Similar to the suggestion by Mr Viggy. The updater could be written so that it would check for the existence of something that either got created or installed by the DLL. Because users can't run a DLL directly, this "something" could only exist if the main app triggered it. For example, the DLL could install a Windows service. Whenever the updater ran it would check to see if the service was running and would exit if it wasn't.
Or if the updater didn't need to have a GUI, the updater could be a service in its own right, installed by your main application or one of its DLLs.
The bottom line is that the updater needs to check for something that will only be present if the main app has somehow provided it. The main app can run a particular DLL which can be used to communicate between the main app and the updater. Or some other comms methodology could be set up (a pipe or socket connection maybe). Or the main app could install a Windows service. Or it could provide some undocumented command line parameters known only to it and the updater.

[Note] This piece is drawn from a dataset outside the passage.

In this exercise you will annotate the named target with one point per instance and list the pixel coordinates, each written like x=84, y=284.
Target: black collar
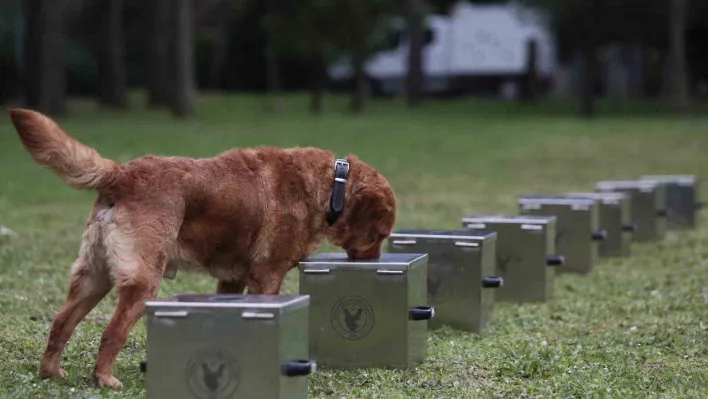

That's an excellent suggestion from Igor. It would allow you to write your installer as a DLL which your main app could spawn using rundll32. A power user (such as you) could also run it the same way (say, for testing purposes) but most average users wouldn't think of running it that way.
Yeah, nice idea Igor.
I will defining try it out, and sadly I didn't gracefully shutdown the main application. I used TerminateProcess.

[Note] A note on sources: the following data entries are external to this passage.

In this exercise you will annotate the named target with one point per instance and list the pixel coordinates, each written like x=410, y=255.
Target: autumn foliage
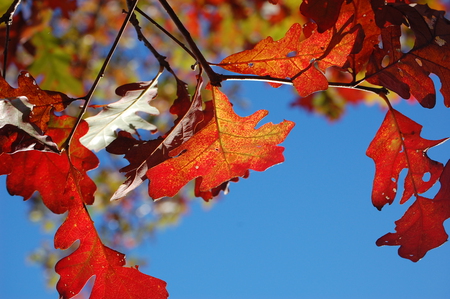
x=49, y=139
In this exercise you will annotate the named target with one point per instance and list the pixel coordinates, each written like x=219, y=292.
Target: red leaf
x=408, y=73
x=56, y=176
x=421, y=228
x=43, y=101
x=143, y=155
x=112, y=279
x=398, y=145
x=226, y=148
x=302, y=61
x=324, y=12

Correct me where I am wrong.
Well, it's obvious. Your application surely have an Exit. So what's difficult in calling Exit on a signal from outside? In one of my projects I implemented the following: a dedicated thread starts and gets to wait on a named event. On waking up on the event the window message is sent to main window with the Exit command (menu command id in fact). Installer while running signals the event and waits until process quits. Nice and easy. Of course, the event is created for admin access only, and has a global namespace, as my main app is able to run both modes, interactive and service. ;)
Yes, my applications exit means a call to PostQuitMessage(0) and some cleanup codes. So I need to send a WM_QUIT message on receiving the signal.
Right ?
As long as some cleanup is required it would be better make the exit go usual way. If PostQuitMessage + cleanup occurs on WM_CLOSE, you need to send WM_CLOSE to your main window. Hope this is clear enough.